Toledo officials are finding out that setting up a regional water system might turn out to be a hard sell, after all.
Mayor Wade Kapszukiewicz and others thought the Toledo Area Water Authority — TAWA, for short — was on a fast track to passage because he had campaigned on regionalizing water when he ran in 2017.
Most likely, Toledo voters hadn’t really focused on the regional water agreement.
Well, we’re starting to focus on it now, and the details so far are looking fishy.
Just so everyone’s clear, what’s being proposed here is that the water intake in Lake Erie, the Collins Park Water Treatment Plant, and the various pump stations and pipes that Toledo has owned and operated for decades would be sold as a package to a newly created entity called the Toledo Area Water Authority.
Toledo’s neighbors and customers, who don’t like paying retail prices for water while Toledoans get away with paying wholesale, are threatening to quit buying water from Toledo if Toledo refuses to accept a regional pact.
The question no one really knows for sure is whether there are adequate sources of water for Sylvania, Lucas County, Maumee, Bedford, etc., other than Toledo, or whether it’s a bluff.
A starting question for Toledo has to do with the price of the transfer.
According to Toledo’s 2018 budget, the water system’s replacement cost is about $1.3 billion.
The price proposed by the memorandum of understanding (MOU) is a maximum of $360 million, paid out over 30 years, at “net present value,” with a 3 percent discount.
Democratic governor candidate Dennis Kucinich sat down and cranked out a 44-point critique of the memorandum of understanding, and determined that the net present value of $12 million a year for 30 years with the discount comes out to $189,408,135.
So less than $200 million at 2018 values for a plant that’s worth $1.3 billion? Some on council don’t like those numbers.
On its surface, the MOU signed Jan. 31 by the eight suburban representatives and Mayor Kapszukiewicz promises tangible benefits immediately to TAWA’s suburban partners.
For the suburban partners, the benefits are clear as Lake Erie water in January — they get to run the water plant, which is now owned and run entirely by Toledo. And rates, which sat present are higher on non-Toledo users than Toledo users, will be equalized over eight years.
What’s in it for Toledo? Regionalization means that Toledoans will see their rates equalized upward. Raised. That’s not a benefit.

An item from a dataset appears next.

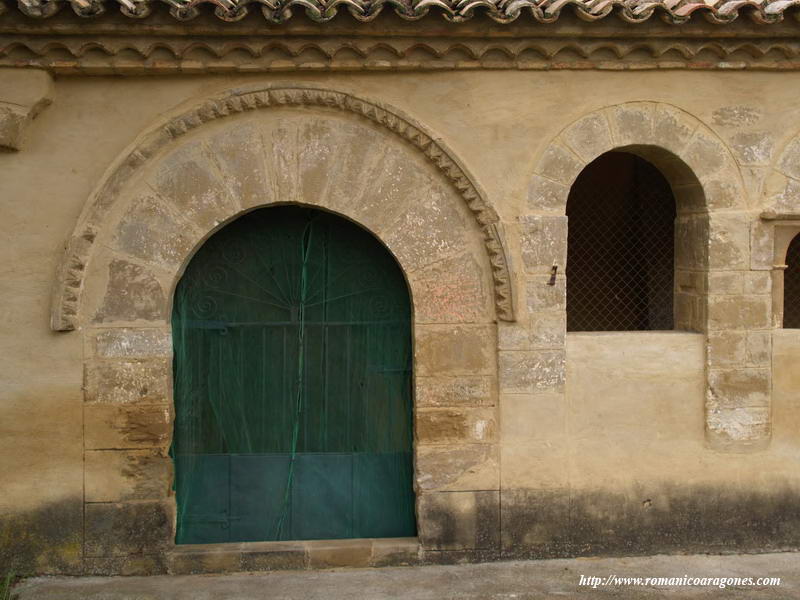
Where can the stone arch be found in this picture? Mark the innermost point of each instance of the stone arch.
(198, 171)
(682, 147)
(105, 204)
(713, 232)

It’s true that rates will go up for all users whether a TAWA is created or not, because the cost of maintaining water systems is projected to skyrocket. A legitimate concern is that if Toledo’s suburban neighbors quit buying from Toledo, Toledo rates could triple in as little as a decade, according to Mayor Kapszukiewicz. Some tough anti-TAWA talkers in Toledo think that’s an intimidation tactic.

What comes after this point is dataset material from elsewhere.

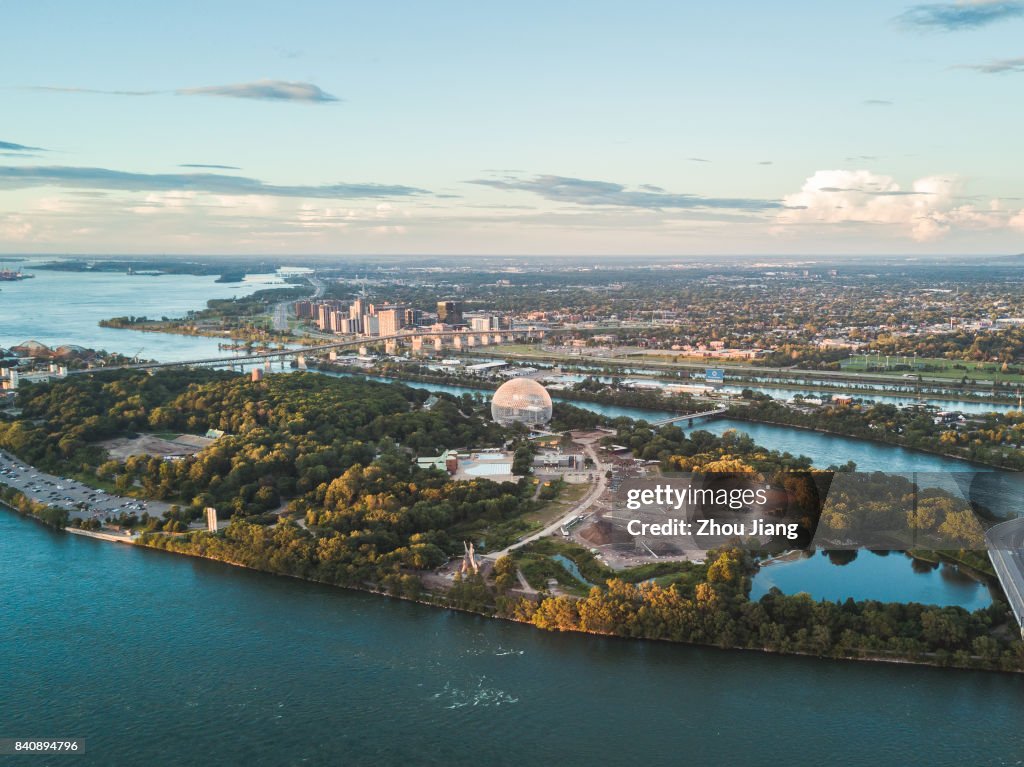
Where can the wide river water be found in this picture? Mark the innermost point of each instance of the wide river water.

There are specific sweeteners in the MOU for the city of Toledo — a commitment from from TAWA to replace Toledo’s lead water pipes and subsidies for low-income residents. Of course, as rate payers, Toledoans would have to pay about half the cost of those benefits.
Toledoans (of which I am one) shouldn’t confuse selling the water system with selling something like a car or a house that they’ll never use again.
Selling the Toledo water treatment plant to TAWA is a way of selling it to ourselves, along with member adjoining communities in Lucas, Wood, and Monroe counties. A governing board would be formed, with two of the seven members to be appointed by Toledo.
Which brings us back to the price.
Whatever TAWA agrees to pay for Toledo’s water treatment plant is going to be financed by the customers of the TAWA, about half of whom live in Toledo. So we’d be paying to buy the water plant from ourselves. The money, by the way, could be used to lower Toledoans’ water rates, but could not be used for any nonutility purpose, such as operating parks or paying for police and fire.
EDITORIAL: Move up water vote to August
According to Councilman Nick Komives, council won’t vote until September whether to put the TAWA question on the Nov. 6 ballot. That’s assuming council agrees to go along with this deal at all.
That leaves city voters a little over seven months to decide whether to take it or leave it.
Toledo will give up the pride and benefits of operating the region’s water plant. Unions will have that much less interest in financing the campaigns of Toledo city council members and mayors. And there may well be a benefit in inaugurating a new era of regional comity. We’ve got lots to unpack here.